Custom Context
Custom Context allows you to define repository-specific rules, expectations, and team preferences for the agent.
For each repository, Tenki Reviewer can use a configuration file to define custom rules and specific settings.
This file provides persistent guidance that Tenki Code Reviewer applies to every review in that repository.
Manually create the .md file and save it in your codebase. Then, add its path to the Custom Context Panel so it can be applied to the selected repository.
The Custom Context file is intentionally flexible. You can include any instructions you want the agent to consistently apply, for example:
- Team rules you always want reviewed: Coding standards, security requirements, architectural constraints, or internal best practices.
- Areas to focus on: Critical paths, high-risk modules, legacy code, or performance-sensitive components.
- Things to ignore: Generated files, vendor code, migrations, or any changes you don’t want reviewed.
- Project-specific guidance: Domain assumptions, business rules, or constraints that are unique to your product.
Example
A Custom Context file is plain Markdown. Keep it focused and concrete, since the agent applies it on every review, so clear, specific rules produce the most consistent results:
# Review context for our API service
## Always flag
- Endpoints that touch user data but don't check authorization
- New environment variables that aren't documented in `README.md`
- SQL built with string interpolation instead of parameterized queries
## Focus areas
- `src/billing/**` is high-risk; review pricing and rounding logic carefully
- Public API handlers in `src/api/**` must keep backward compatibility
## Ignore
- `**/*.generated.ts` and other generated output
- Lockfiles (`pnpm-lock.yaml`, `package-lock.json`)
- Snapshot test fixtures
## Conventions
- We use Conventional Commits; call out PR titles that don't follow it
- Prefer early returns over nested conditionalsBest practices
- Be specific. "Flag missing authorization checks on user-data endpoints" guides the reviewer far better than "be careful about security."

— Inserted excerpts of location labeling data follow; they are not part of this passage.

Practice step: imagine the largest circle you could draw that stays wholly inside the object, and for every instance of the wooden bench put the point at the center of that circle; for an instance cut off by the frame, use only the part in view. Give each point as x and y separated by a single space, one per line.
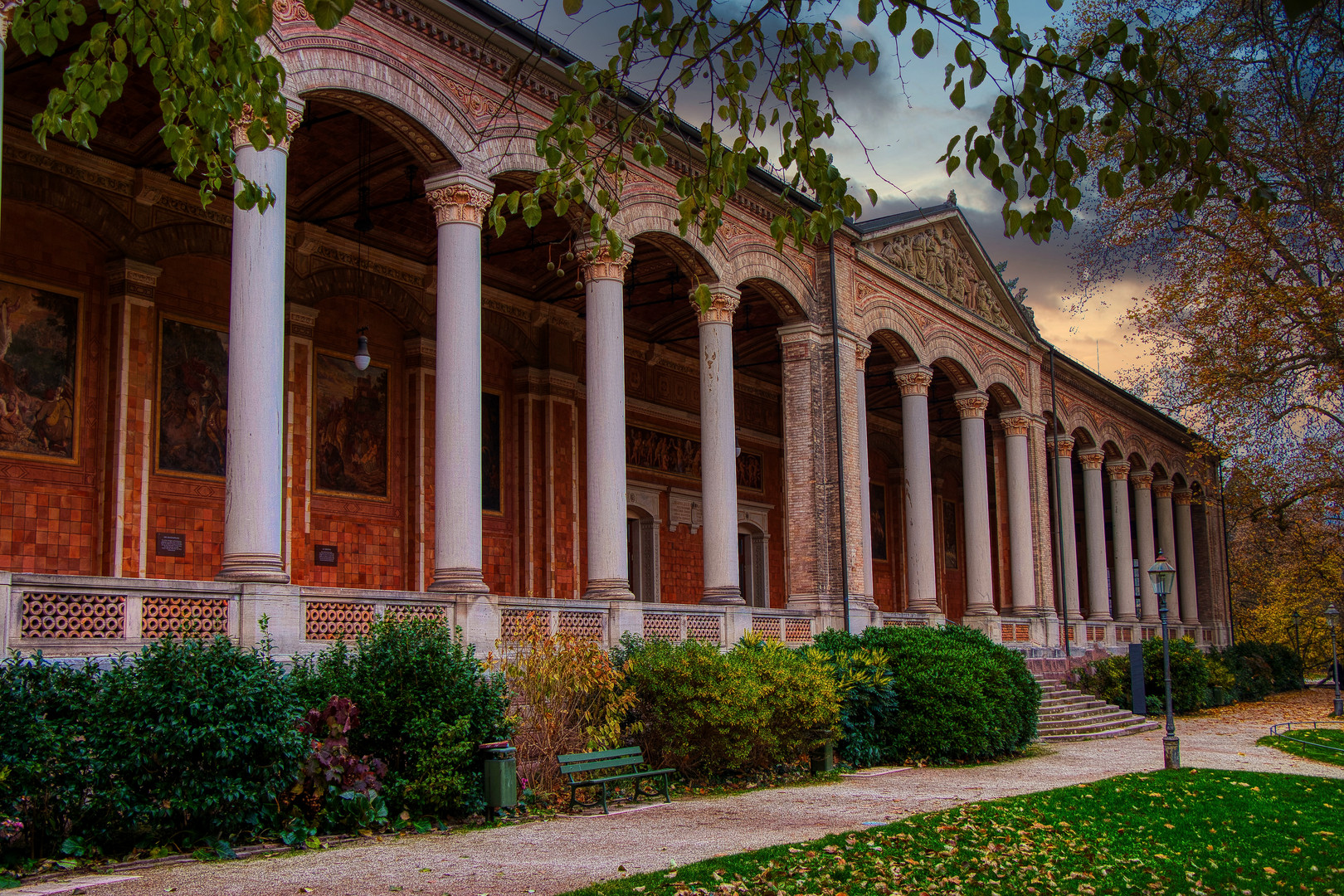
583 770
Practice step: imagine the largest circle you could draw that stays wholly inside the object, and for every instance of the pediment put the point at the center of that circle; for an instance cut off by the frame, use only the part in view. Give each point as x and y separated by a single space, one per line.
945 257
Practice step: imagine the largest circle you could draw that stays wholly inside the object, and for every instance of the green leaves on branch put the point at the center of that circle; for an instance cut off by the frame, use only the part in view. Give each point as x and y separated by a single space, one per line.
203 60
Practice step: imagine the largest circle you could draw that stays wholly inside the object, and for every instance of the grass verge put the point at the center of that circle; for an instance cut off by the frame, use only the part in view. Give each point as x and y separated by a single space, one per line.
1170 832
1292 743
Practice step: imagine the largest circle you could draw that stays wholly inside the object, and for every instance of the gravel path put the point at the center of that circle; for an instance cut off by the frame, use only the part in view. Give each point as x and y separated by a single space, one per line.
557 856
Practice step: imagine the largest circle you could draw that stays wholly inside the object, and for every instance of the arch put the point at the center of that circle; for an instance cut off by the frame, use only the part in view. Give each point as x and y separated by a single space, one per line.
654 222
73 202
350 73
346 281
511 336
955 371
793 297
1006 398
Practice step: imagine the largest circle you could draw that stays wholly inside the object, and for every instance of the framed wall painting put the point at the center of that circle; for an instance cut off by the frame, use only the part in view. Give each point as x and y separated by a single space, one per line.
41 342
192 398
878 509
492 453
351 423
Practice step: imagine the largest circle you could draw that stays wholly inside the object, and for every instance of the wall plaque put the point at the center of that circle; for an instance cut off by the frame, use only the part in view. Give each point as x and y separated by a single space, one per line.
169 544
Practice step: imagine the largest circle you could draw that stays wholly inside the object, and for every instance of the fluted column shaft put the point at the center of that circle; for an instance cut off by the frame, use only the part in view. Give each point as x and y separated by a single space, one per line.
975 492
921 572
1020 547
1068 533
1122 587
609 577
460 203
718 448
1142 484
1186 558
1166 543
1094 514
862 353
254 453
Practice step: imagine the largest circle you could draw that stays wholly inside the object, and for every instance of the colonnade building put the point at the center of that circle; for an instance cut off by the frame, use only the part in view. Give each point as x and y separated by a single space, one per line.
364 402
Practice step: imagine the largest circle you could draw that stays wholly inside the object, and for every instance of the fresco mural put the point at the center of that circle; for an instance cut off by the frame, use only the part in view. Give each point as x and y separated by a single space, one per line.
192 398
39 345
492 455
351 418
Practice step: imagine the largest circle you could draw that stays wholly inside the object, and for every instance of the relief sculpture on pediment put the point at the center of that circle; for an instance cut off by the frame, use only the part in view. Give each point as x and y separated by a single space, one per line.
934 257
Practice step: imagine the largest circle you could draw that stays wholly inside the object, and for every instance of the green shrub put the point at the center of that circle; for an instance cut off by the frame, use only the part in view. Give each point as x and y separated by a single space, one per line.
709 712
195 737
50 785
425 703
1109 679
960 696
869 709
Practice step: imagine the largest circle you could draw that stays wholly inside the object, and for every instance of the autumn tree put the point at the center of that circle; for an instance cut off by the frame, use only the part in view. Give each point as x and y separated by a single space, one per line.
1244 314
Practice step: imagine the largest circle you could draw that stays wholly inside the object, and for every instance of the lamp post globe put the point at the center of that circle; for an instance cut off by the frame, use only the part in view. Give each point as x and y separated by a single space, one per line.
1161 575
1332 620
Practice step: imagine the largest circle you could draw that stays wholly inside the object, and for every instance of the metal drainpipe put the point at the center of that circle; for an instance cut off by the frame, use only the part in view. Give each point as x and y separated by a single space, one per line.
835 364
1227 557
1058 542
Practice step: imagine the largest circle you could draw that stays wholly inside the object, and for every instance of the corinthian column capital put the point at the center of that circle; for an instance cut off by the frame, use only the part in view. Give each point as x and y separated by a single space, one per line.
597 264
1015 423
240 125
1092 458
972 403
914 381
459 197
723 304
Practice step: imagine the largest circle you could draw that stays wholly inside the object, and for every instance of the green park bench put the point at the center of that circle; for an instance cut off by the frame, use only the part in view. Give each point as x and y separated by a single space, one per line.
590 770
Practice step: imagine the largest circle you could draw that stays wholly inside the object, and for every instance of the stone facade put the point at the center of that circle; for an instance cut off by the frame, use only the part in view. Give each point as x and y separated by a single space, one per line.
323 496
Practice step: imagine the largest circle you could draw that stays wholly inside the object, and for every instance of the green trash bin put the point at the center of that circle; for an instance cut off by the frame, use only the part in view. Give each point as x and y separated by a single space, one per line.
499 782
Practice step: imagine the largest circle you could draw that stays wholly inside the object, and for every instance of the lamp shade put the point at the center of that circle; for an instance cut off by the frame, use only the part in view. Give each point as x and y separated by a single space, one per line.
362 353
1163 575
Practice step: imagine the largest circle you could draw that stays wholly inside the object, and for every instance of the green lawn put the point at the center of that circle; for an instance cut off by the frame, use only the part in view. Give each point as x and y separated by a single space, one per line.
1172 832
1332 737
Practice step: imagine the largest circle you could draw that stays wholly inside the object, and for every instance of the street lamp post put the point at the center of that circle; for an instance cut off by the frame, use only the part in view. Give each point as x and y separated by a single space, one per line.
1332 620
1163 574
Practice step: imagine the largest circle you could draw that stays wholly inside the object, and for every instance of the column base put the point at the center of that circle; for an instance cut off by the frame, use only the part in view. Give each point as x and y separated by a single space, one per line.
723 594
459 581
253 567
609 590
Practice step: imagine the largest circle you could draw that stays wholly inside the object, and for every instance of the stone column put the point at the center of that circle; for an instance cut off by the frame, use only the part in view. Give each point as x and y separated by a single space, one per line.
860 358
975 477
1094 514
253 472
1020 550
1068 531
1142 484
921 572
718 448
608 574
1122 589
1186 558
1166 543
460 202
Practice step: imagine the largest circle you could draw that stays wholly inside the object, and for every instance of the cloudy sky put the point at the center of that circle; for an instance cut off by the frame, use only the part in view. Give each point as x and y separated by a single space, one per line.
905 121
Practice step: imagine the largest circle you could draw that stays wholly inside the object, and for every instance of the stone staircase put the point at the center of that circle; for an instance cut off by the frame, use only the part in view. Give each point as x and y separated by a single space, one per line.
1071 715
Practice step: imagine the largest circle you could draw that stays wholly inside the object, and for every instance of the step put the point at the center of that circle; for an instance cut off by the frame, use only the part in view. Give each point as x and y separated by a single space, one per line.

- Point to paths. Naming directories (
src/billing/**) lets the agent weight high-risk areas appropriately. - State what to ignore. Explicitly excluding generated files and lockfiles keeps reviews signal-dense and avoids wasting the context window.
- Keep it current. Treat the file like code, updating it as your standards evolve so reviews stay aligned with how your team actually works.
Frequently asked questions
Where does the file live? Anywhere in your repository. Create the Markdown file, commit it, then add its path in the Custom Context Panel for that repository.
Can each repository have different context? Yes. Custom Context is configured per repository, so every project can carry its own rules, focus areas, and exclusions.
Does Custom Context replace the default review? No. It layers your repository-specific guidance on top of Tenki's standard bug, security, and quality checks; it doesn't turn them off.